Teens who forgo college find new classrooms

? John Mayer panicked on his first night in Atlanta. He had just withdrawn from the Berklee College of Music in Boston, had a transcript full of Fs and a bill from the school for $50 because he supposedly drew on the wall of his dorm room.

He wanted to make his living playing the guitar and until that night he was sure he could do it. But all of a sudden, doubts emerged.

After shirking college and never taking high school too seriously, Mayer started to wonder if he had made a wrong turn along the way. Had his parents and teachers been right? Had seeking a career in music been nothing but a flight of fancy?

These thoughts, however, lasted only one night.

“One thing you can never prove to someone are your intentions,” he says.

The next day Mayer started handing his tape to any club that would listen to it. Regardless of what sort of gigs it landed him, he relied on his “calculated, ice-cold confidence” to push him though the process.

School hadn’t worked out, he reasoned, so some other avenue had to.

“I was just so intoxicated by the idea of breaking out,” Mayer says. “I felt so oppressed by being in a room with people, 30 strong, facing the same wall and not being able to talk.”

Spring is usually a season of excitement for high school seniors as post-graduation plans solidify. But among the giddy almost-collegiates are sure to be a few teen-agers who don’t want or need their next step to be onto a campus quad.

Different strokes

John Kelly was one of those students. In 1996 he was a senior at the Boston Latin School.

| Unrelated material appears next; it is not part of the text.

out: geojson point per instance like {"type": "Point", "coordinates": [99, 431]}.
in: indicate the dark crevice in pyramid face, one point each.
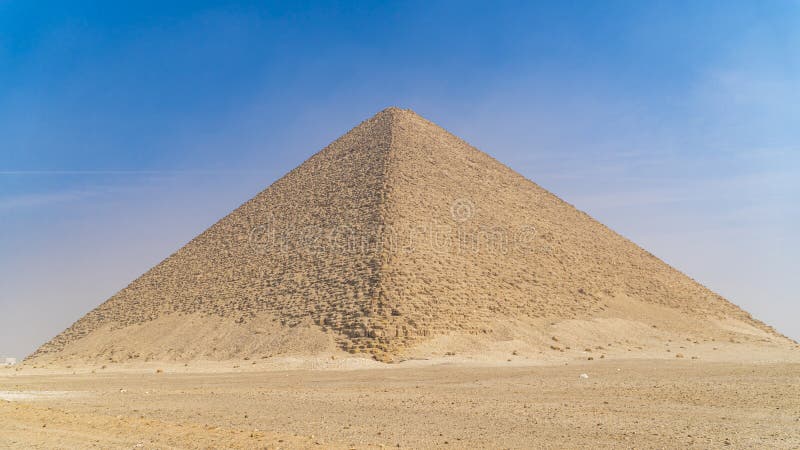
{"type": "Point", "coordinates": [396, 232]}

While everyone around him handed in college applications, he kept quiet and did his best to finish off the year.

“I always enjoyed learning,” Kelly says. “But I had gotten to a point where I was just tired of school.”

Shortly after graduation he realized that if he wanted to sing and act he would have to find something during the day that would let him pay his rent but keep his nights and weekends free. He started working temporary clerical jobs at Boston-area financial companies, eventually learning enough about the business world to land permanent positions.

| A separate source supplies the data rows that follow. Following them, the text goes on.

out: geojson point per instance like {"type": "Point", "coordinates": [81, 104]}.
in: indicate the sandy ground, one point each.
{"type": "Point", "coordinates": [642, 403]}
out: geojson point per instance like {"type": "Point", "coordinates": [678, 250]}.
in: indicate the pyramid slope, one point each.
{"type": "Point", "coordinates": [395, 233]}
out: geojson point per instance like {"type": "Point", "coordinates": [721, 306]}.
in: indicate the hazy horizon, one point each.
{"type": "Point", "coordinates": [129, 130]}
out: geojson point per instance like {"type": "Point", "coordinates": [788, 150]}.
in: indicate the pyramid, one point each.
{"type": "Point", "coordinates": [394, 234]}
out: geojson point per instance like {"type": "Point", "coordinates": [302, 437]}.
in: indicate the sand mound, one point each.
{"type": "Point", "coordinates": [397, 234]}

When he moved to New York two years ago, Kelly, with real-world experience on his resume, had no problem getting jobs in his new field of finance which supports his aspiring-musician alter ego.

He knows he’s been lucky.

“Eventually I may have to go to college,” he says, “but for now I can perform, which I love, and I can pay the rent.”

Mayer, 24, on the other hand, thinks he is getting all the education he needs. He is currently on tour promoting his first album, “Room For Squares,” on Columbia Records.

“I went to my own school, let me just say that,” Mayer says. “I just made the rules. I made the curriculum and the curriculum changes every day.”

But not everyone understood the method to his madness, including his parents, who saved the money to put him through college only to receive Mayer’s calls when he couldn’t pay for groceries.

“When you’re raising a kid, and from the minute his little lungs start moving in and out, you care for him and you do it 24 hours a day,” Mayer says. “Then at 16 years old, they say they want to play guitar for the rest of their lives, which sounds like the most careless thing in the world.”

Mayer says he’s grateful that his parents supported and understood the choices he made.

Preparation is important

A 1999 study by Barbara Schneider, a University of Chicago researcher, and the late David Stevenson, who was with the U.S. Department of Education, supports the notion of at least delaying college.

They found that although more students enrolled in college between 1980 and 1992, the majority of adolescents had “limited knowledge about their chosen occupation and the required education and are therefore not realistic about their lifelong goals.”

Schneider and Stevenson also noted that these “misaligned ambitions” were more common with students whose parents had higher levels of education.

But students who constructed a plan that may or may not include college had what the researchers called “aligned ambitions,” a more flexible and at times realistic plan for reaching their professional goals.

“This can help an adolescent bring a sense of order to their social world, focus their efforts and highlight the consequences of making particular choices,” Schneider and Stevenson wrote in their findings.